2.4.1: Understand and Create Histograms
- Page ID
An extension of the bar graph is the histogram. A histogram is a type of vertical bar graph in which the bars represent grouped continuous data. The shape of a histogram can tell you a lot about the distribution of the data, as well as provide you with information about the mean, median, and mode of the data set. The following are some typical histograms, with a caption below each one explaining the distribution of the data, as well as the characteristics of the mean, median, and mode. Distributions can have other shapes besides the ones shown below, but these represent the most common ones that you will see when analyzing data. In each of the graphs below, the distributions are not perfectly shaped, but are shaped enough to identify an overall pattern.
Figure above represents a bell-shaped distribution, which has a single peak and tapers off to both the left and to the right of the peak. The shape appears to be symmetric about the center of the histogram. The single peak indicates that the distribution is unimodal. The highest peak of the histogram represents the location of the mode of the data set. The mode is the data value that occurs the most often in a data set. For a symmetric histogram, the values of the mean, median, and mode are all the same and are all located at the center of the distribution.
Figure above represents a distribution that is approximately uniform and forms a rectangular, flat shape. The frequency of each class is approximately the same.

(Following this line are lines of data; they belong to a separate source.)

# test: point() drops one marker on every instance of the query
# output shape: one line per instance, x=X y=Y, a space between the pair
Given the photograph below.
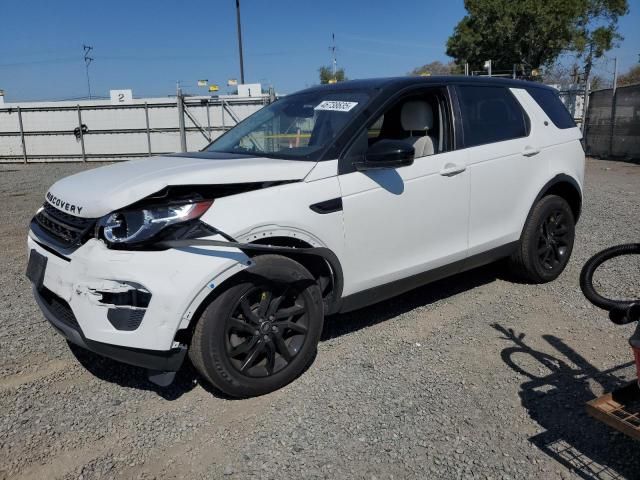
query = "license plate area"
x=36 y=268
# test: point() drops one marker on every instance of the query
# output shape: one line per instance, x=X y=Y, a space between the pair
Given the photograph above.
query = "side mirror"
x=387 y=154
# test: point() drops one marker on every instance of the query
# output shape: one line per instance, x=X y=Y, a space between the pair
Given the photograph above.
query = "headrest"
x=416 y=115
x=493 y=111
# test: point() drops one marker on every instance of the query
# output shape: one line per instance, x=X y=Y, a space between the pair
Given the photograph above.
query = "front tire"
x=262 y=331
x=546 y=242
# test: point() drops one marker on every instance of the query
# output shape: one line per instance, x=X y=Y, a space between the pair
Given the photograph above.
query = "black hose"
x=622 y=311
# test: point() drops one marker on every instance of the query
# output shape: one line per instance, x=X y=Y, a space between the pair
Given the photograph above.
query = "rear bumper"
x=64 y=322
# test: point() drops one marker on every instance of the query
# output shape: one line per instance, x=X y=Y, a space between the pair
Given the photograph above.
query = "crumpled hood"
x=96 y=192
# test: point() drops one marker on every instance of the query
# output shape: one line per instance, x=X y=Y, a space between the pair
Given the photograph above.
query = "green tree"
x=533 y=33
x=326 y=75
x=436 y=68
x=632 y=77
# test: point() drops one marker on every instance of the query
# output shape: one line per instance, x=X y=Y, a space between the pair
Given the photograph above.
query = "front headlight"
x=139 y=225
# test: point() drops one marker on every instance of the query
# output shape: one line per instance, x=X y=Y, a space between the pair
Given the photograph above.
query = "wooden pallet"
x=619 y=409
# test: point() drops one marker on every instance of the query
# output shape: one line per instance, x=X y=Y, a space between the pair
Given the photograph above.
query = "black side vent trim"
x=328 y=206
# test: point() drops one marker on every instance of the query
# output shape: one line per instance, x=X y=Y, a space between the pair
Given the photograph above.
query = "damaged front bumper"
x=129 y=305
x=62 y=318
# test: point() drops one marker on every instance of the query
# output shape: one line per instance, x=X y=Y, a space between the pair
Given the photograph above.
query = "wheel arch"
x=321 y=262
x=564 y=186
x=323 y=265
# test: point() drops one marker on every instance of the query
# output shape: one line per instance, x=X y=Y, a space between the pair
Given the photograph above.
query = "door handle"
x=451 y=169
x=530 y=151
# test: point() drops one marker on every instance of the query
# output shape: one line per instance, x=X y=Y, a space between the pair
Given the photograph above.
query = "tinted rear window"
x=490 y=114
x=550 y=102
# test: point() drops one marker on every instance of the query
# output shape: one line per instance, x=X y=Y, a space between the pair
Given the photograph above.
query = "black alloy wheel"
x=261 y=330
x=546 y=242
x=266 y=330
x=554 y=240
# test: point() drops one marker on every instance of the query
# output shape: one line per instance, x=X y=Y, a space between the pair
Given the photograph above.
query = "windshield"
x=297 y=127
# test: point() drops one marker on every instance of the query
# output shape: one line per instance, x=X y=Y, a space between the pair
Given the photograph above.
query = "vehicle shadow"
x=336 y=325
x=135 y=377
x=345 y=323
x=556 y=401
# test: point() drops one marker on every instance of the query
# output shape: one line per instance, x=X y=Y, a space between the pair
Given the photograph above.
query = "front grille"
x=67 y=229
x=60 y=308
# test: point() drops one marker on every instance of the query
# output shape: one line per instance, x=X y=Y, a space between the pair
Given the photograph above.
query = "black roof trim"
x=403 y=82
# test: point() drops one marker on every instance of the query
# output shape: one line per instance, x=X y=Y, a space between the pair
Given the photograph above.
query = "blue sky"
x=148 y=45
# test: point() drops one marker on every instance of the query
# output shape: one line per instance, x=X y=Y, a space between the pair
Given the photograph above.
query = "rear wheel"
x=261 y=332
x=547 y=241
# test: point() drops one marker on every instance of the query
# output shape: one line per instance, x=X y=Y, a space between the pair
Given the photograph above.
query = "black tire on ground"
x=546 y=242
x=262 y=331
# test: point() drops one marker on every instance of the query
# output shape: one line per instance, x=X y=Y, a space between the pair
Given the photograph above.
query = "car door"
x=503 y=165
x=400 y=222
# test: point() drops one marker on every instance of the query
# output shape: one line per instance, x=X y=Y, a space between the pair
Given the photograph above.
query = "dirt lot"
x=472 y=377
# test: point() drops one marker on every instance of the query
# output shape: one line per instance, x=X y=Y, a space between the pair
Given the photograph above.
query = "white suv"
x=327 y=200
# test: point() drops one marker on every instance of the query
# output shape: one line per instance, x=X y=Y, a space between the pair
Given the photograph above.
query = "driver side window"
x=421 y=119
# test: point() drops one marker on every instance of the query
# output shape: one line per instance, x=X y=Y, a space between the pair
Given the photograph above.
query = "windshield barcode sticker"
x=336 y=106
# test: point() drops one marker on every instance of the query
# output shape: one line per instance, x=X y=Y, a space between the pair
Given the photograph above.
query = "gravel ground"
x=471 y=377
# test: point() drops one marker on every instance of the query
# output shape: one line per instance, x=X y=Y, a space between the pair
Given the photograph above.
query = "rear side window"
x=490 y=114
x=550 y=102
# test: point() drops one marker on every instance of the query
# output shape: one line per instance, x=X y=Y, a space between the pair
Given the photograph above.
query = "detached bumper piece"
x=58 y=312
x=619 y=409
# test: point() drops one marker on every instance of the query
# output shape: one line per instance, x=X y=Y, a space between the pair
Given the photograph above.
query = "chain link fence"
x=612 y=127
x=98 y=131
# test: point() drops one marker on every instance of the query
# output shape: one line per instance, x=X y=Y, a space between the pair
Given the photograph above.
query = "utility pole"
x=332 y=48
x=87 y=61
x=615 y=75
x=240 y=41
x=180 y=105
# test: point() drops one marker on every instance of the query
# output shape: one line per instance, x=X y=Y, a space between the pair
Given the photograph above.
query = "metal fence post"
x=146 y=116
x=84 y=155
x=24 y=146
x=612 y=121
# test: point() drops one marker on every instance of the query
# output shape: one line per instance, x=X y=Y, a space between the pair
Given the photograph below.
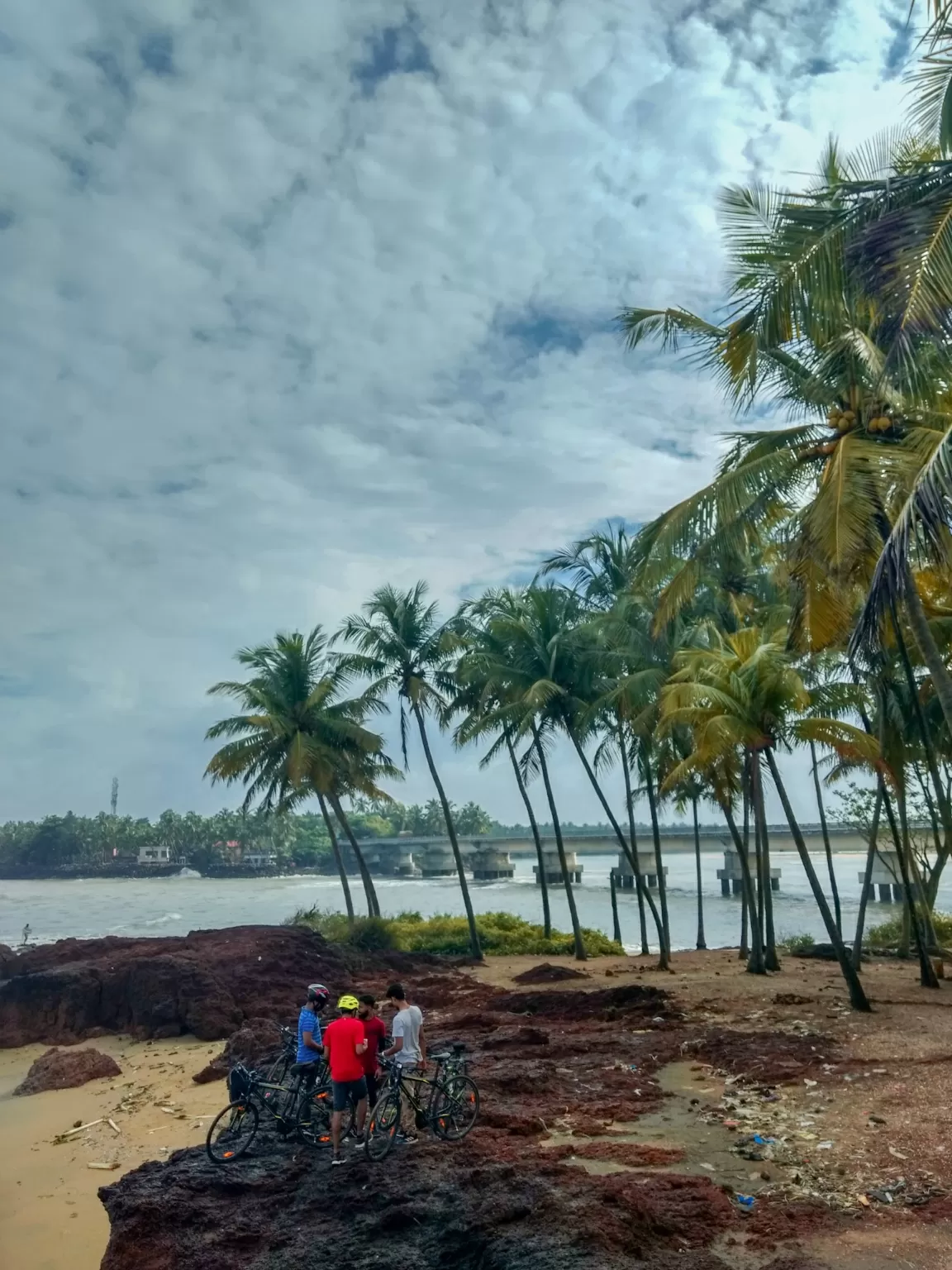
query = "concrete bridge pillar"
x=625 y=874
x=437 y=862
x=733 y=876
x=554 y=869
x=886 y=878
x=490 y=864
x=402 y=864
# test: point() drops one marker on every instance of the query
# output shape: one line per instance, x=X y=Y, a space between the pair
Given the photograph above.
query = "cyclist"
x=409 y=1048
x=345 y=1047
x=309 y=1030
x=376 y=1035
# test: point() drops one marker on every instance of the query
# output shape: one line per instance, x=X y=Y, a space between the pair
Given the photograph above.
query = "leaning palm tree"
x=478 y=698
x=300 y=737
x=741 y=691
x=399 y=642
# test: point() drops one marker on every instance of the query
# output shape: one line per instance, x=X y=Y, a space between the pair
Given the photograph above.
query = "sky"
x=300 y=298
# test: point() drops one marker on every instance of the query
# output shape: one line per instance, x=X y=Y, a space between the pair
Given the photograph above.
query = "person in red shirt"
x=345 y=1047
x=376 y=1034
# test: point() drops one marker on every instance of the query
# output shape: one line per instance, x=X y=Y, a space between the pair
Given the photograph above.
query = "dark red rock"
x=549 y=973
x=206 y=983
x=66 y=1068
x=516 y=1038
x=253 y=1044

Figure above represents a right-skewed distribution, which has a peak to the left of the distribution and data values that taper off to the right. This distribution has a single peak and is also unimodal. For a histogram that is skewed to the right, the mean is located to the right on the distribution and is the largest value of the measures of central tendency. The mean has the largest value because it is strongly affected by the outliers on the right tail that pull the mean to the right. The mode is the smallest value, and it is located to the left on the distribution. The mode always occurs at the highest point of the peak. The median is located between the mode and the mean.
Figure above represents a left-skewed distribution, which has a peak to the right of the distribution and data values that taper off to the left. This distribution has a single peak and is also unimodal. For a histogram that is skewed to the left, the mean is located to the left on the distribution and is the smallest value of the measures of central tendency. The mean has the smallest value because it is strongly affected by the outliers on the left tail that pull the mean to the left. The median is located between the mode and the mean.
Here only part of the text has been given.